How we use git

the following article was a comment I made on Hacker News, but as it’s quite big and as I want to keep my stuff at a central place, I’m hereby reposting it and adding a bit of formating and shameless self-promotion (i.e. links):

My company is working on a – by now – quite large web application. Initially (2004), I began with CVS and then moved to SVN and in the second half of last year, to git (after a one-year period of personal use of git-svn).

We deploy the application for our customers – sometimes to our own servers (both self-hosted and in the cloud) and sometimes to their machines.

Until middle year, as a consequence of SVN’s really crappy handling of branches (it can branch, but it fails at merging), we did very incremental development, adding features on customer requests and bugfixes as needed, often times uploading specific fixes to different sites, committing them to trunk, but rarely ever updating existing applications to trunk to keep them stable.

Huge mess.

With the switch to git, we also initiated a real release management, doing one feature release every six months and keeping the released versions on strict maintenance (for all intents and purposes – the web application is highly customizable and we do make exceptions in the customized parts as to react to immediate feature-wishes of clients).

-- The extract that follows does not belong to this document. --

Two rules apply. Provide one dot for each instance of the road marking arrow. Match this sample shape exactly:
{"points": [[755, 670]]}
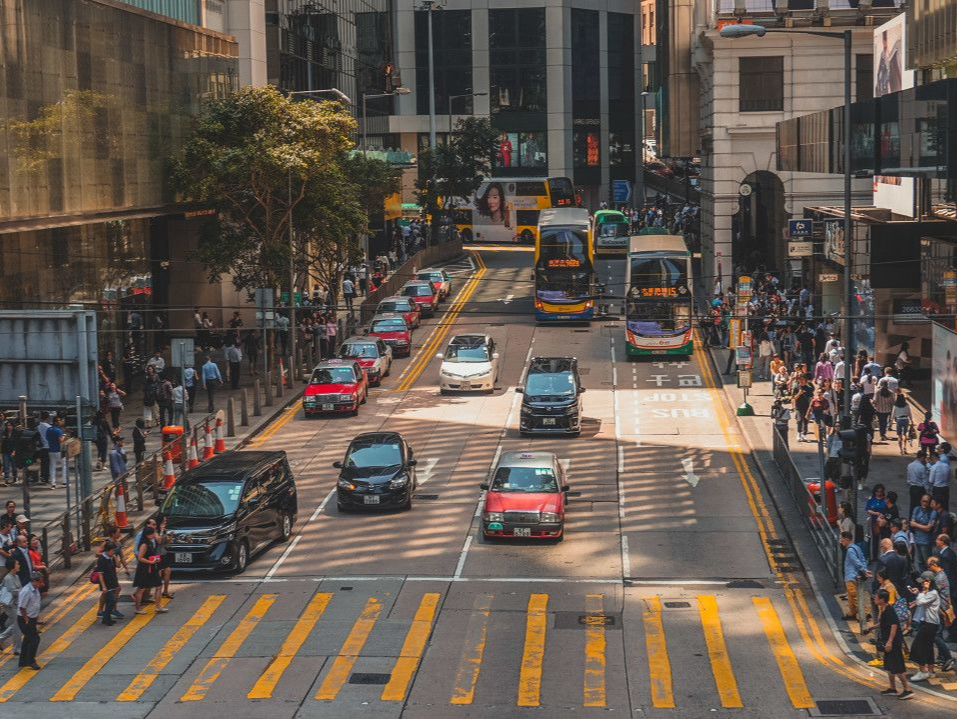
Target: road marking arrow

What we are doing git-wise is the reverse of what the article shows: Bug-fixes are (usually) done on the release-branches, while all feature development (except of these customizations) is done on the main branch (we just use the git default name “master”).

We branch off of master when another release date nears and then tag a specific revision of that branch as the “official” release.

There is a central gitosis repository which contains what is the “official” repository, but every one of us (4 people working on this – so we’re small compared to other projects I guess) has their own gitorious clone which we heavily use for code-sharing and code review (“hey – look at this feature I’ve done here: Pull branch foobar from my gitorious repo to see…”).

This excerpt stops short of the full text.